Social workers are often guilty of believing that what we think is critically important is, therefore, necessarily foremost in the minds of the general public. When we see lack of the kind of action we view as essential, then, we may assume that this ‘apathy’ is the result of heartlessness, faulty media coverage, or some other flaw in the political process. In reality, what is often the case is that our issues are not even on the radar of most Americans and that, in fact, when people are informed about the true nature of the social problems that occupy social workers’ attention, they are often quite appropriately alarmed and relatively easy to move to action.
The initial challenge for social work advocates, then, is to diagnose this nebulous ‘agenda’, figure out how we can insert our priorities in a meaningful way, and then operate within this ‘softened context’ where we are much more likely to find a receptive audience for our policy proposals. Far from implying passivity in the face of indifference, this suggests that social work advocates need to work actively, before even explicitly launching a campaign, to create a policy agenda that reflects their concerns. Such organizing, done effectively, can generate the climate of inevitability that is golden for policy practitioners. Bruce Jansson’s textbook Becoming an Effective Policy Advocate includes some good content on this task of agenda building; what follows is a modified lecture that I present to my fall class, which builds on his work with some practical applications taken from my advocacy experience.

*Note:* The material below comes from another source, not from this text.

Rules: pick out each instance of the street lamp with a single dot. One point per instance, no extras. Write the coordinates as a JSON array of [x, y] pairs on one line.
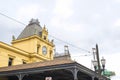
[[103, 61], [95, 64], [96, 61]]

I start this conversation by asking my students what, in their opinion is on ‘the agenda’ today? Obviously, in May 2009, the economy looms large. Think about this in even recent history–last summer, gas prices were high, and that’s what everyone was talking about. The war in Iraq, so dominant for several years, began to recede late last summer as economic woes mounted. There are social problems that persist that no one really talks about too much, like HIV/AIDS, and things that are not really even considered social problems at all (but rather just accepted conditions), like income inequality. And there are things on the agenda that aren’t necessarily problems but which have been construed to be so–the ‘tax burden’ is a classic example. Considering this list, it becomes obvious that the agenda is shaped both by objective conditions and by the social and political contexts–policy agendas look different in different places, at different times, and from different perspectives.
Jansson describes the agenda-building process as a funnel, where many issues are dumped in, but only a few will emerge to really take on life politically. This is not to suggest, as the examples above might lead one to conclude, that there is only room for one social problem at a time. Indeed, while there are usually one or two dominant issues on the agenda, social work advocates can use to their advantage the openings on the margins of an agenda, where issues might not be as highly scrutinized but where there is still enough momentum to propel change.
First, social work advocates must diagnose the context
• Understand the fads/trends in this area (what else is being done?)
• What are the viewpoints of influential leaders?
• Where does public opinion stand? Where is the diversity in this opinion? How does it seem to be trending?
• What is the media slant, or likelihood of favorable coverage? What does the coverage look like from recent months? To what extent are the media driving public opinion on this issue, and vice versa?
• To what degree is this issue politicized? Social work advocates should not shy away from politicized issues, but you will need stronger momentum in order to push through an issue that is likely to attract intense opposition.
• What is the magnitude of change sought? Again, when you want major changes, you need to be more prominent on the agenda, and you need a firm sense of how your issue might splinter into smaller ones if total change is not possible.
Next, you soften the context–your task here is to convince policymakers that the problem is serious enough to warrant attention without making them think that it’s hopeless. Social work advocates do well to consider the strengths perspective here. Rosemary Chapin has discussed at some length the strengths perspective as applied to policy practice; here, our interest is in how we can harness the potential for change within those impacted by the social problem as a way of mobilizing progress. To soften the context and increase the likelihood of victory, advocates harness their allies, take advantage of critical events, and pay attention to frames. We might pursue endorsements, use strategic media coverage, craft concrete proposals (which can make change look more certain), and/or highlight powerful stories.
This process of inserting our issues on the agenda is, in general, more challenging at the federal level because the competition for ideas is so much more intense, but this is also a larger space with more room for issues, so social work advocates need to be prepared to pivot rather rapidly and seize opportunities as they develop.
What’s not on the agenda that should be? Where do you see the agenda headed in the next 2-3 years? How can you frame your social problem of interest so that it fits?